Reader John McLean emails with details of some surprising finds he has made in the Hadley Centre's sea-surface temperature record, HadSST. John is wondering whether others might like to take a look and confirm what he is seeing. Here's what he has found:
1 - Files HadSST3-nh.dat and HadSST3-sh.dat are the wrong way around.
About 35% down web page https://crudata.uea.ac.uk/cru/data/temperature/ there's a section for HadSST3. Click on the 'NH' label and you go to https://crudata.uea.ac.uk/cru/data/temperature/HadSST3-nh.dat, which has 'nh' in the file name. But based on the complete gridded dataset that data file is for the Southern Hemisphere, not the Northern. The two sets are swapped. The links to named files are correct but the content of those files is wrong, likely due to errors in the program that created these summary files from the SST3 gridded data.

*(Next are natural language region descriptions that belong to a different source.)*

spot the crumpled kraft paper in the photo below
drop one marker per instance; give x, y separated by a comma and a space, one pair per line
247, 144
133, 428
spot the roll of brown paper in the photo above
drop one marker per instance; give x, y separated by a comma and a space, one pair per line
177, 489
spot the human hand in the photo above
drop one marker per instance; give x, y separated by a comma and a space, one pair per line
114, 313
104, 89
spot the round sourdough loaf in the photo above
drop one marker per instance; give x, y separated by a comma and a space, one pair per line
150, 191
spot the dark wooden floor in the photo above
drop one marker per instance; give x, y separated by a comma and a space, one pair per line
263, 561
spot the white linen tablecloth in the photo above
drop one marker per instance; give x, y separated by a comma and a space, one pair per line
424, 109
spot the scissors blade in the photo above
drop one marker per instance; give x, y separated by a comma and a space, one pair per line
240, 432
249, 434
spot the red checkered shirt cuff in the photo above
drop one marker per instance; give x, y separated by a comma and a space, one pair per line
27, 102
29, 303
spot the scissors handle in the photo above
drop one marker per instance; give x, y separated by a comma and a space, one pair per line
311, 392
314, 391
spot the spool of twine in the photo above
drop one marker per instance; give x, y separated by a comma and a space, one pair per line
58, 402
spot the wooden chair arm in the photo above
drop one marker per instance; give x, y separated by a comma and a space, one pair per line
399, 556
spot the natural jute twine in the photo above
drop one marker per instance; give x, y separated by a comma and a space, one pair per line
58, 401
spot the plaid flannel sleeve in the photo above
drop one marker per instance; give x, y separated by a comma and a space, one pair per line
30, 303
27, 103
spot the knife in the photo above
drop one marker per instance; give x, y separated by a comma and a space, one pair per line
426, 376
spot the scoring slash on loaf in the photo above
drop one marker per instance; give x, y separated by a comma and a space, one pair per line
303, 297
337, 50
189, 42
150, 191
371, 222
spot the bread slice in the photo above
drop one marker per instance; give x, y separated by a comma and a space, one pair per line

2 - The ASCII file containing observation counts per grid cell has records in the wrong order.
On the above page click on the "HadSST3" link and go to the Hadley Centre page, then from there to the "download page" (http://hadobs.metoffice.com/hadsst3/data/download.html) and you'll see mention of an ASCII file of observation counts for each grid cell.
The data in that file is in the wrong sequence. The HadSST3 gridded data has records for each month in sequence from 90N to 90S but the gridded data runs from 90S to 90N.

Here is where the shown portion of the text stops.